With the recent ranking of Nigeria among the ‘Top 30 Most Expensive Countries for Air Travel & Hotel Accommodation’, hospitality and travel analysts are blaming the low competitiveness of the country in the travel and hospitality industry on shortage of investments and a poor regulatory framework.
The ranking, a part of the travel price index series conducted by GoEuro.com, also revealed that Lagos ranked 29th Most Expensive Overall In 2014 Accommodation Price Index, a figure that is far ahead of Egypt, South Africa and Kenya. It means that hotel rates in Lagos are far above global standard room rate of between $100 to $200.
While the country needs more investments in the hospitality industry to shore-up room availability and reduce the high rates in the long run, the analysts observed that poor regulatory framework has also made it impossible for harmonised hospitality practice across the country.

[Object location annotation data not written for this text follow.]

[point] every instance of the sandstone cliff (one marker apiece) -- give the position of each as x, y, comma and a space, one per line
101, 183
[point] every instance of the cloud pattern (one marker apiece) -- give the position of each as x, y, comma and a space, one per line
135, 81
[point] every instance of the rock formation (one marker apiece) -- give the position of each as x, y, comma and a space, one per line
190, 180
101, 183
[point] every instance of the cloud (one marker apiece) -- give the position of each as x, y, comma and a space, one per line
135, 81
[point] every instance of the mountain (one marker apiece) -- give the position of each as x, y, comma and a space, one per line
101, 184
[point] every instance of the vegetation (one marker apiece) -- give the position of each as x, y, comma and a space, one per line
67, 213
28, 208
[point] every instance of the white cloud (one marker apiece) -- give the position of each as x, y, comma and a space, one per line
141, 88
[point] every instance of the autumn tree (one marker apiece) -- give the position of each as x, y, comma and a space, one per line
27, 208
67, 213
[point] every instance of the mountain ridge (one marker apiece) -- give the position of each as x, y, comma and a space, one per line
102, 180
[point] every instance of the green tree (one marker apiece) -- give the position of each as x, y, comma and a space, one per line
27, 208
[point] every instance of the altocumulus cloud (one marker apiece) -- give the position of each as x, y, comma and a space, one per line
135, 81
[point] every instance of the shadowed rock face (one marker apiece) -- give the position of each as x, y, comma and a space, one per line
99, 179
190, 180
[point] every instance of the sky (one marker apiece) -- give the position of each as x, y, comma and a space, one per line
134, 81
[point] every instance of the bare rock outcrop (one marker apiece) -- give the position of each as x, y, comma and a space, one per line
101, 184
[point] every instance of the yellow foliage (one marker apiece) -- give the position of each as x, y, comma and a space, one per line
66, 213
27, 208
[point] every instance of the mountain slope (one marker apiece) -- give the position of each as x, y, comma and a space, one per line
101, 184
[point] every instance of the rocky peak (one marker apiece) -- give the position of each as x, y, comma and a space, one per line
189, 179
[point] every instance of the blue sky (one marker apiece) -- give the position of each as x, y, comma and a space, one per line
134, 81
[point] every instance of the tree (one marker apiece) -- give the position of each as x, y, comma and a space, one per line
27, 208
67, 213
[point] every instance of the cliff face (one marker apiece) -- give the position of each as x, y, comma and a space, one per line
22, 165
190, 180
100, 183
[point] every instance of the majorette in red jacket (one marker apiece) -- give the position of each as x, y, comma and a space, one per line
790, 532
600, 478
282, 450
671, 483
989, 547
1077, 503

They blame the Nigerian Tourism Development Corporation (NTDC) and the supervising Ministry of Tourism, Culture and National Orientation, for failing to carry out their statutory obligations.
“Guests are constantly ripped-off here. Anybody can build a hotel anywhere and charge any amount. They can even give their hotels any star rating, not minding if the facilities and services are corresponding, because nobody does the rating and supervision, Adebanji Ademola, a hospitality analyst, says.

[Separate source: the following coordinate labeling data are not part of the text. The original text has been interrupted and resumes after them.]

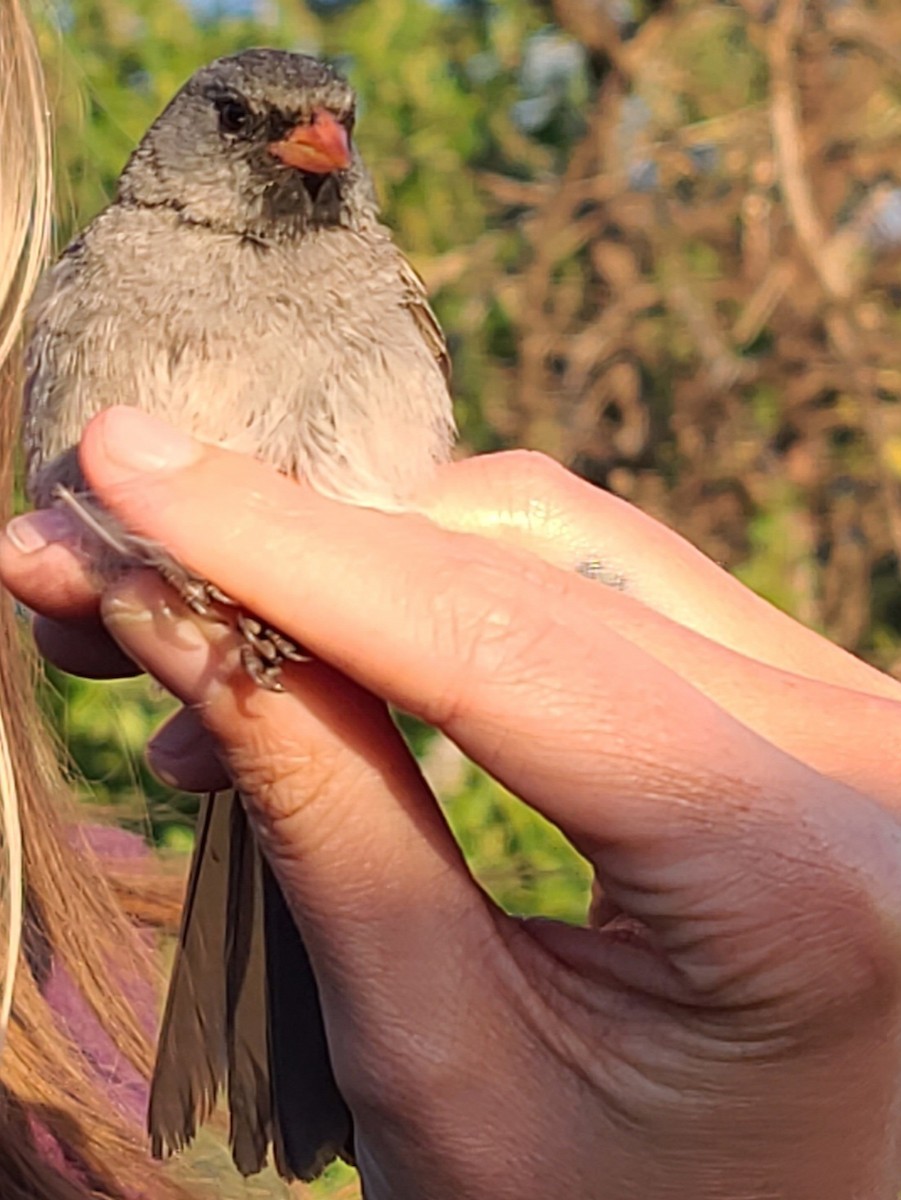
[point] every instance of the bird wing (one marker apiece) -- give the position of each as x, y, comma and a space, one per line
415, 299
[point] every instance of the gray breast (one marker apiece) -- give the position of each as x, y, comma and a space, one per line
305, 355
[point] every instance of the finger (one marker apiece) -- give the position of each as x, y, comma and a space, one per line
184, 754
506, 637
528, 501
82, 648
42, 565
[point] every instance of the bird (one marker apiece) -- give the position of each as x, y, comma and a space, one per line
241, 286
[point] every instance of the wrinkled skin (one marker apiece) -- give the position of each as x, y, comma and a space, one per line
730, 1024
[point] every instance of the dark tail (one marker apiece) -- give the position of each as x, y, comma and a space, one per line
244, 1012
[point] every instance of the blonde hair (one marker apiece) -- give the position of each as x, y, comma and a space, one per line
73, 907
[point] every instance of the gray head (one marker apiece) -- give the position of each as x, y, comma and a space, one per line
258, 144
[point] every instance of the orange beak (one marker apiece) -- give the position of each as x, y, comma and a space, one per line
320, 147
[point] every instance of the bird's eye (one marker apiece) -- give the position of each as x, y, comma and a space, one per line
234, 114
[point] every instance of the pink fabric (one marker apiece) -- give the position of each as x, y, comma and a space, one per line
124, 1085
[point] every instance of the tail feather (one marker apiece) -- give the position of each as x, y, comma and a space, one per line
248, 1084
244, 1012
312, 1122
191, 1056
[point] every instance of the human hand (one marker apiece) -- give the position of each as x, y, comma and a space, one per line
732, 1030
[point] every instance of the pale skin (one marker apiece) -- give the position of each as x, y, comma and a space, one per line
736, 1030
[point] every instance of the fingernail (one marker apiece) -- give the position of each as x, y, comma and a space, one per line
136, 442
35, 531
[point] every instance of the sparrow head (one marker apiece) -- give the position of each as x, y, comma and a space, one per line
258, 144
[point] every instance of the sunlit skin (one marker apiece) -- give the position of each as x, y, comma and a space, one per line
736, 1029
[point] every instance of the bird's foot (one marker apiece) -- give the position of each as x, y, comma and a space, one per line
264, 651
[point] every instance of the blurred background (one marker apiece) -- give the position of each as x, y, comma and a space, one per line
665, 243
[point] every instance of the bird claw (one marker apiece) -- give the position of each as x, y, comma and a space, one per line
264, 651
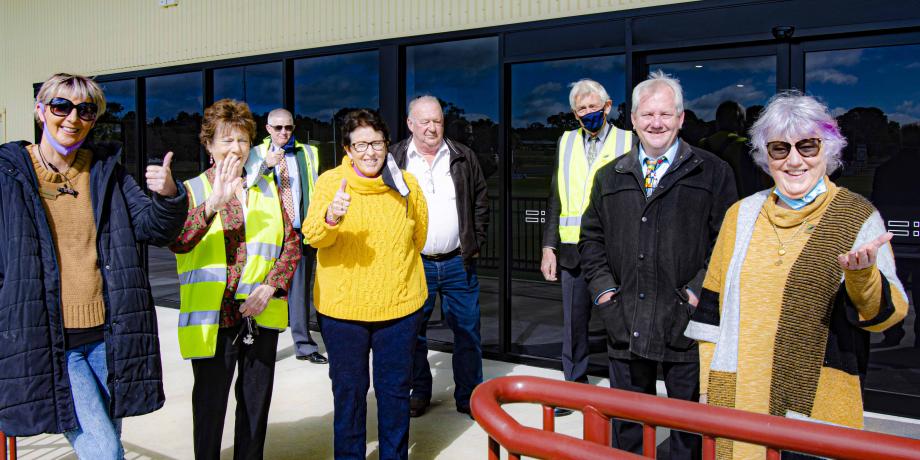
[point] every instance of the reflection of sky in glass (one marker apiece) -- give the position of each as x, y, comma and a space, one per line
706, 84
885, 77
170, 94
541, 89
258, 85
324, 85
121, 93
464, 73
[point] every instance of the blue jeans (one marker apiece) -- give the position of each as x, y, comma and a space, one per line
459, 291
349, 343
98, 436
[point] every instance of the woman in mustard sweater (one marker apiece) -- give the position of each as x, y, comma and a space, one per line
799, 276
368, 220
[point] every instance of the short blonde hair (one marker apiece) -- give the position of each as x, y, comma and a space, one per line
75, 85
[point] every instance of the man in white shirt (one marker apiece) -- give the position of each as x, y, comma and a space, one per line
455, 189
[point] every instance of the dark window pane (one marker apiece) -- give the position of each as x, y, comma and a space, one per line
540, 113
463, 75
873, 92
722, 98
325, 89
174, 115
259, 85
118, 124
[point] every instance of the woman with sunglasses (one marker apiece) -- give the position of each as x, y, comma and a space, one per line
368, 221
78, 334
800, 275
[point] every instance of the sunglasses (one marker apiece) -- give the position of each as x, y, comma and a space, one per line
62, 107
807, 148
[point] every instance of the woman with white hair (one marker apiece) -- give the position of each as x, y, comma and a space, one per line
799, 276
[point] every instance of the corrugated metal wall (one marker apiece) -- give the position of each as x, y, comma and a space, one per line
39, 37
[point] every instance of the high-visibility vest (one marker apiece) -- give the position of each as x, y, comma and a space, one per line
575, 177
203, 270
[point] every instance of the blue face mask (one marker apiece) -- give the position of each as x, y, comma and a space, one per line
594, 121
799, 203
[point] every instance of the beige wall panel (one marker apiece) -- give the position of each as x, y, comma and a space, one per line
110, 36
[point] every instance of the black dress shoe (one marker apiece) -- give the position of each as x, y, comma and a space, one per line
417, 407
314, 358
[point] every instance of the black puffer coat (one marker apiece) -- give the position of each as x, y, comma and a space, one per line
34, 385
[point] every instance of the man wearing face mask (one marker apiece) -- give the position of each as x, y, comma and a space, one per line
296, 167
581, 153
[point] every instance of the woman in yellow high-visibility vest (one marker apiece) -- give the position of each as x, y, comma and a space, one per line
235, 257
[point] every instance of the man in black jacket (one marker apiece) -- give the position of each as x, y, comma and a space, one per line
646, 238
458, 213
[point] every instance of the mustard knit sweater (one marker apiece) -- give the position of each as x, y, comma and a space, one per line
368, 266
838, 396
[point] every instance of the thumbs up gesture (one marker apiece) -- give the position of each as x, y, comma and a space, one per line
340, 203
159, 178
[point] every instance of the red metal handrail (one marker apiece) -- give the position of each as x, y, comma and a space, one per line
600, 404
12, 443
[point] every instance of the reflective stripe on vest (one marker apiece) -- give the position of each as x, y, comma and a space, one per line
575, 179
203, 271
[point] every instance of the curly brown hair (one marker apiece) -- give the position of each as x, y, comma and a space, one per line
228, 113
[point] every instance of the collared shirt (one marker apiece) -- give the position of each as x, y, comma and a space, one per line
669, 156
294, 177
601, 138
439, 190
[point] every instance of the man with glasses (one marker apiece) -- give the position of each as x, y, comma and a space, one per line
296, 167
581, 153
646, 236
458, 213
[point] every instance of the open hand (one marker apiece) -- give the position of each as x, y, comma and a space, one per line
864, 256
160, 180
226, 182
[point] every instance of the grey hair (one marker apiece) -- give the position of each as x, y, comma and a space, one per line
791, 115
587, 86
279, 113
423, 98
655, 80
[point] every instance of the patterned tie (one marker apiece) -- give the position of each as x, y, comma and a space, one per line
592, 150
651, 179
287, 199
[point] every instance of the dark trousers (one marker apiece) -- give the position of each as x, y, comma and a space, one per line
576, 314
300, 302
256, 366
349, 343
458, 287
682, 381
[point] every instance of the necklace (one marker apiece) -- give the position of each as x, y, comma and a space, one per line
69, 188
782, 244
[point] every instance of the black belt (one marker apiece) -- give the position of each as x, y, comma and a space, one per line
442, 257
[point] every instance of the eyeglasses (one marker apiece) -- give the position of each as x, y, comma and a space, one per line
62, 107
807, 148
361, 147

The poor regulatory framework, high cost of doing business in Nigeria and recently, insecurity, according to Ademola, are also reasons some hotel brands like Hyatt and Marriot among others, are yet to come to Nigeria.

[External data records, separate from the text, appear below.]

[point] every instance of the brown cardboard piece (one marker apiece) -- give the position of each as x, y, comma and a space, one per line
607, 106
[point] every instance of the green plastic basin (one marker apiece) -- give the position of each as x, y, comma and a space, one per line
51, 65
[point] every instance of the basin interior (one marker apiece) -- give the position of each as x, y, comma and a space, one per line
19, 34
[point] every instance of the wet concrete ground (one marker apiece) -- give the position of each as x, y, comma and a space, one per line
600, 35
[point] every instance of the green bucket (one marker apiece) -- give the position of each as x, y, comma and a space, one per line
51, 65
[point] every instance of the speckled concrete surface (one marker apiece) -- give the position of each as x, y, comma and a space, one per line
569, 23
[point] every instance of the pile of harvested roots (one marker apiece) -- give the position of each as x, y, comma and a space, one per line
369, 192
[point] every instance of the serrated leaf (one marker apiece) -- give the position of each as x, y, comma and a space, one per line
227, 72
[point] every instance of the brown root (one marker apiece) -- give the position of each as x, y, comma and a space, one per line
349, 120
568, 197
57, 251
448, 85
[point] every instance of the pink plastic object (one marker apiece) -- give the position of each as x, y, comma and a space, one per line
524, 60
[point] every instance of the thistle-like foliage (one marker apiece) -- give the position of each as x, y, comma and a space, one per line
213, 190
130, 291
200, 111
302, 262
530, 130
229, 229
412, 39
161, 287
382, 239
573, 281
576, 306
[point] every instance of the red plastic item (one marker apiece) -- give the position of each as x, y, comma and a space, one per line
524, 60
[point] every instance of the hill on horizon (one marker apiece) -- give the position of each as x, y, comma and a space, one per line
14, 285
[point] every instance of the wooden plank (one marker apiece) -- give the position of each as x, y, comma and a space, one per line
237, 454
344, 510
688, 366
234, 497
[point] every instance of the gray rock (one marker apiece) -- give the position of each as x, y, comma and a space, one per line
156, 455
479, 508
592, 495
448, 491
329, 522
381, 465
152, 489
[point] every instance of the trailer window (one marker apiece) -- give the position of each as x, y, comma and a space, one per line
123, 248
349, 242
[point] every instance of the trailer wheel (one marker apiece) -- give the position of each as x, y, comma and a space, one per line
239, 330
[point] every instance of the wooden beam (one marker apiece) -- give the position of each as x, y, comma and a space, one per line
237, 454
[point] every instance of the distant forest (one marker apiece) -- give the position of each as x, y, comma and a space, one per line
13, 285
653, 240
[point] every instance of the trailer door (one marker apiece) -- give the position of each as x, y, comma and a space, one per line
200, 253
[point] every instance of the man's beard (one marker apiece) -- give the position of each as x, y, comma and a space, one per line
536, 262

Uche Omeoga, another analyst, says the era of blaming high hotel room rates on high cost running hospitality business in Nigeria is over because the industry can operate at moderate profit and still deliver standard rooms at good rates.
The issue, according to him, is the greed of most investors, especially the indigenous ones, who only care about profit at the expense of a deteriorating hotel.
“A hotel of 100 rooms cannot be fully occupied everyday. It is commonsense to sell the rooms to guests who may not have as much as you are offering, but often, the front desk will not sell because the hotel claims five-star and must charge five-star rates.
“ That is the reason boutique hotels keep wooing guests from so called big hotels. Price flexibility is key, especially in economies with weak currency”, Omeoga said.
He also argued that if government was truly giving the enabling environment it keeps promising investors, and formulating sustainable policies to protect investments, more investors, especially foreigners would be the gracing Nigerian skyline with more beautiful hotels.
“It took over a decade before Hilton Group and Starwood Group (owners of Sheraton brand) found credible partners to invest in other hotel projects across the country. They only woke when small brands like Protea, Golden Tulip and Best Western, started investing under their nose. So, why did it take them so long to find investors?” Omeoga queried.
The increased flights intothe country, according to Musa Aliyu, a travel expert, indicates that the economy is beginning to bourgeon. “All that the Nigerian government needs to do, if it were sensitive to growth, was to identify willing investors and encourage them to build hospitality infrastructure, aviation hub, and modern transportation to carry its growing visitors.
“But nobody cared, all we see is the sack of one minister and appointment of another who knows nothing about the sector”.
Omeoga said one solution for government to be sincere formulating and implementing policies that would attract foreign direct investments and still stimulate indigenous investors.